It is only recently with my now common commute into the London office, that I’ve started using the iPod as it was designed to be used: sync and go. Problem is, it is yet another thing I have to think about during my morning zombie stupor prior to leaving home*.

This morning was typical. Just before leaving… Ah! iPod. Damn! Needs to sync. Bugger! Powerbook already wrapped in bag. Sod it! Got to go.

This is less of a problem with irregular or weekly (or less frequent) shows, in such cases getting to hear the most recent show a day or two after release is just fine. But for the daily shows this is a pain to keep properly up to date, particularly when there is time sensitive stuff in there. Skip a couple of days on the trot and the backlog of daily shows becomes too great to wade through in an already squeezed schedule, and you are speeding along the road of manual deletion before iTunes decides to stop the downloads because you haven’t listened to any recently.

To be honest, I think if I did not have to listen to a lot of podcasts - and using my commute is the most ideal time to focus on the content - then likely I wouldn’t use an off-line device (iPod in my case); I would join the majority and tune in directly online.

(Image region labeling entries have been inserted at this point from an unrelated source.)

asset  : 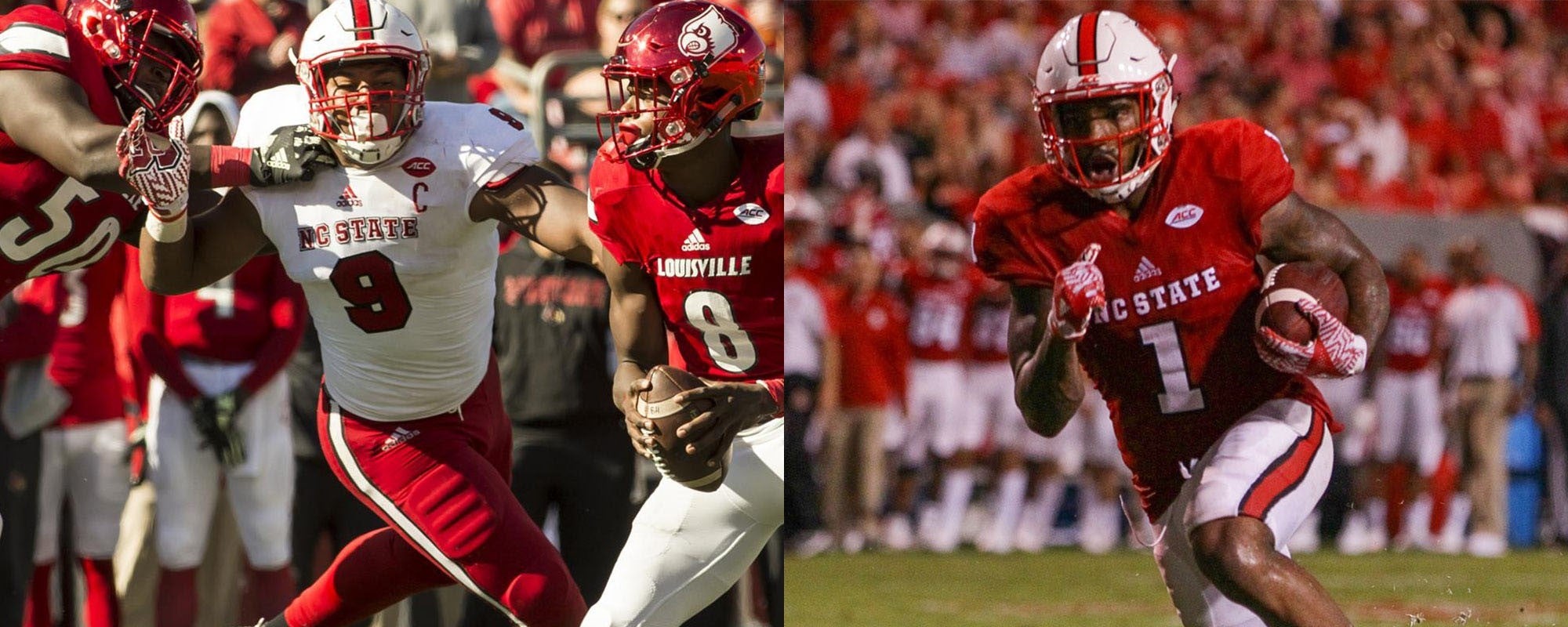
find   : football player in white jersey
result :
[112,0,630,627]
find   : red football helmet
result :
[66,0,202,130]
[599,0,765,169]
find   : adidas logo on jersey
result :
[381,426,419,453]
[681,229,712,252]
[1132,257,1160,284]
[337,185,365,207]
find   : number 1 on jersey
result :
[685,290,757,373]
[1138,321,1203,414]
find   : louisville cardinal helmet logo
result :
[681,6,740,58]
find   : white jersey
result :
[235,85,539,420]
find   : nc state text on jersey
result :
[1094,265,1220,323]
[299,216,419,251]
[654,256,751,279]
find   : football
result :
[1256,262,1350,343]
[637,365,729,492]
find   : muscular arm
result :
[141,191,268,296]
[469,166,596,265]
[0,71,227,194]
[1262,193,1388,350]
[1007,285,1083,437]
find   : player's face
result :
[326,58,408,129]
[1052,96,1145,183]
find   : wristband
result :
[210,146,252,187]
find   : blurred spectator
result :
[1443,240,1538,556]
[822,241,909,552]
[463,237,637,627]
[828,107,914,205]
[201,0,310,103]
[389,0,500,102]
[784,196,842,555]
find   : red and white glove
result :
[1253,299,1367,379]
[114,110,191,241]
[1046,245,1105,342]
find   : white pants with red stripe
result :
[33,419,130,564]
[147,359,295,571]
[1154,398,1334,627]
[582,420,784,627]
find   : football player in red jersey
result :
[0,0,329,298]
[22,246,130,627]
[583,0,784,627]
[975,11,1388,627]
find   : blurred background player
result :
[1361,246,1447,550]
[141,257,304,627]
[583,0,784,627]
[24,246,130,627]
[815,241,914,553]
[463,221,637,627]
[887,221,985,553]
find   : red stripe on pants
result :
[1242,409,1328,520]
[285,359,588,627]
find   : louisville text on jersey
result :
[299,216,419,251]
[1094,265,1220,323]
[654,256,751,279]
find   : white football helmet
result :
[1035,11,1176,202]
[295,0,430,166]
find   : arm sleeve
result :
[138,295,202,400]
[0,274,64,364]
[240,263,306,395]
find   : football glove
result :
[251,124,337,187]
[1253,299,1367,379]
[114,110,191,241]
[1047,245,1105,342]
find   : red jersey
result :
[45,246,125,426]
[826,290,909,409]
[1383,277,1449,371]
[588,135,784,381]
[0,6,136,293]
[975,119,1328,519]
[141,256,306,398]
[964,279,1013,364]
[903,266,975,362]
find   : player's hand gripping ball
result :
[1253,262,1367,378]
[637,365,729,492]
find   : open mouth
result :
[1083,150,1121,183]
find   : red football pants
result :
[284,359,588,627]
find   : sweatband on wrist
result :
[212,146,252,187]
[144,208,190,245]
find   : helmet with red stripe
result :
[66,0,202,130]
[1035,11,1176,202]
[599,0,765,169]
[295,0,430,165]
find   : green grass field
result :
[784,550,1568,627]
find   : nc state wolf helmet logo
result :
[681,6,740,58]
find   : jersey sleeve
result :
[1221,119,1295,243]
[588,155,643,266]
[0,5,71,75]
[974,192,1055,287]
[455,105,539,201]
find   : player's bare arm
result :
[0,71,337,193]
[469,166,596,265]
[1007,285,1083,437]
[141,191,270,296]
[1262,193,1388,343]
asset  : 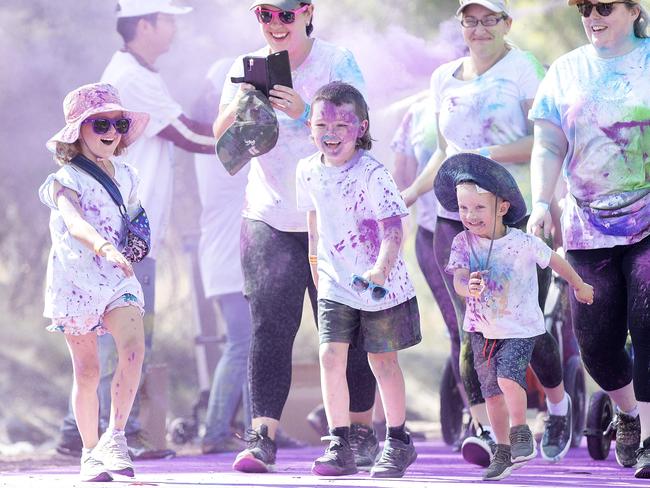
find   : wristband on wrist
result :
[298,102,311,124]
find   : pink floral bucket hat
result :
[45,83,149,152]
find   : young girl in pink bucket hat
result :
[39,84,149,481]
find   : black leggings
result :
[567,237,650,402]
[241,219,376,420]
[433,217,562,405]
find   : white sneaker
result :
[92,430,135,478]
[79,449,113,481]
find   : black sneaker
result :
[510,424,537,464]
[483,444,513,481]
[634,437,650,479]
[232,424,278,473]
[370,437,418,478]
[126,431,176,461]
[460,425,497,468]
[349,424,379,469]
[311,435,357,476]
[56,435,83,457]
[614,412,641,468]
[540,395,573,462]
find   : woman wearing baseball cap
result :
[403,0,571,467]
[214,0,379,472]
[528,0,650,478]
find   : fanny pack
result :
[71,154,151,263]
[576,188,650,236]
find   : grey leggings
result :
[433,217,562,405]
[241,219,377,420]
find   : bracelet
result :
[298,102,311,124]
[534,200,551,212]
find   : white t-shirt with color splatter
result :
[38,162,144,318]
[220,39,365,232]
[431,48,544,220]
[530,39,650,249]
[296,150,415,312]
[446,227,551,339]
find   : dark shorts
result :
[468,332,537,398]
[318,297,422,353]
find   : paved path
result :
[0,442,650,488]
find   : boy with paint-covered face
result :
[296,82,421,478]
[434,153,594,481]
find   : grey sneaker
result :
[232,424,278,473]
[79,449,113,482]
[370,437,418,478]
[483,444,513,481]
[634,437,650,479]
[349,424,379,470]
[460,426,497,468]
[614,412,641,468]
[540,395,573,462]
[92,430,135,478]
[510,424,537,464]
[311,435,357,476]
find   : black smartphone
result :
[231,51,293,97]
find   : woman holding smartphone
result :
[213,0,379,472]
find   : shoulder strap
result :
[71,154,126,214]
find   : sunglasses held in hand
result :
[352,274,388,301]
[255,5,309,24]
[83,117,131,135]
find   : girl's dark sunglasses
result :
[255,5,309,24]
[577,2,628,18]
[83,117,131,135]
[352,274,388,301]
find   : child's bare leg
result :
[65,332,99,449]
[497,378,528,426]
[104,306,144,430]
[319,342,350,429]
[368,352,406,427]
[485,395,510,444]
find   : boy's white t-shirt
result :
[431,48,544,220]
[101,51,183,258]
[296,150,415,312]
[38,162,144,318]
[220,39,365,232]
[445,227,552,339]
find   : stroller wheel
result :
[440,358,465,446]
[168,417,198,445]
[585,391,614,461]
[564,356,586,447]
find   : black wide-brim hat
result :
[433,153,526,225]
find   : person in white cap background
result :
[214,0,379,472]
[57,0,215,458]
[403,0,572,467]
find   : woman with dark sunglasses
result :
[214,0,379,472]
[403,0,571,467]
[528,0,650,478]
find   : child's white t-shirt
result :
[296,150,415,312]
[220,39,365,232]
[446,227,552,339]
[38,162,144,318]
[431,49,544,220]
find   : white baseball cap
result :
[456,0,508,17]
[117,0,192,19]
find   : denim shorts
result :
[318,297,422,353]
[466,332,538,398]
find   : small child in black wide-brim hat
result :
[434,153,594,480]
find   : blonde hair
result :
[53,139,126,166]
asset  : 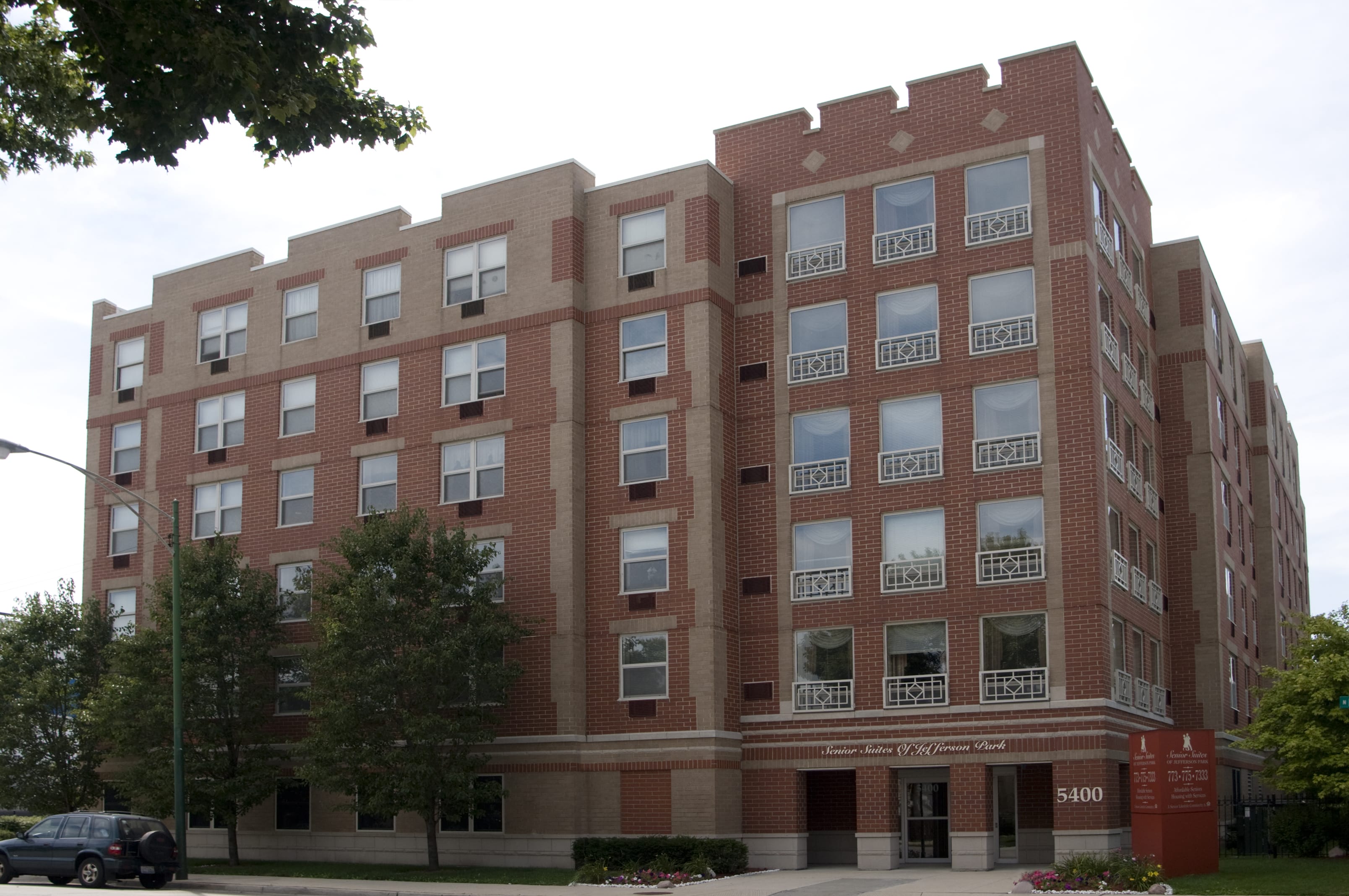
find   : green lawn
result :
[192,858,576,886]
[1168,855,1349,896]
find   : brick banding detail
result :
[608,190,674,214]
[276,267,326,293]
[192,286,252,312]
[108,324,150,343]
[434,219,516,251]
[352,245,407,270]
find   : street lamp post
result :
[0,438,188,880]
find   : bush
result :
[572,836,750,875]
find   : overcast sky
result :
[0,0,1349,611]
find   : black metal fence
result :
[1218,796,1349,855]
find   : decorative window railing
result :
[974,432,1040,469]
[1143,482,1161,519]
[881,557,945,594]
[1110,550,1129,591]
[1101,321,1120,370]
[974,545,1044,584]
[1095,217,1114,265]
[882,673,945,710]
[792,679,853,713]
[791,458,849,495]
[1133,679,1152,713]
[1148,581,1161,612]
[979,667,1050,703]
[872,224,936,265]
[1114,253,1133,295]
[1132,567,1148,603]
[786,240,844,281]
[1124,460,1143,500]
[792,567,853,601]
[786,346,847,383]
[970,315,1035,355]
[875,329,940,368]
[1114,669,1133,706]
[1138,379,1157,419]
[964,205,1031,245]
[1120,356,1138,396]
[877,445,942,482]
[1105,436,1124,482]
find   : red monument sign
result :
[1129,730,1218,877]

Along with the often cited confusion over ’subscriptions’, requiring iPods, RSS, etc., could this added day-to-day hassle be another reason why the majority of us still tune in online..? Or maybe it’s just me.
* This may mislead you to the assumtion that the afore mentioned zombie stupor leaves me once I leave home, but as anyone who has seen me trudge down to the station in the morning, this can be very much NOT the case.
[tags]iPod, iTunes, sync, podcast, rss[/tags]

2 Responses to “Daily podcast pain”

  1. Adrian Pegg Says:

    Wouldn’t it be great if MP3 players of all types had bluetooth and could sync themselves automatically.

    That would be something.

  2. neil Says:

    Bluetooth is soooo sloooow…. I usually sync around a gig each time, so would need something fast.

    What we need is something akin to those charging pads where you’d just rest your mobile phone and it would charge the battery up right there. So no plugging, no making of a connection other than placing the device onto an area on your desk, for example. Ticks a lot of usability and hassle-reduction boxes.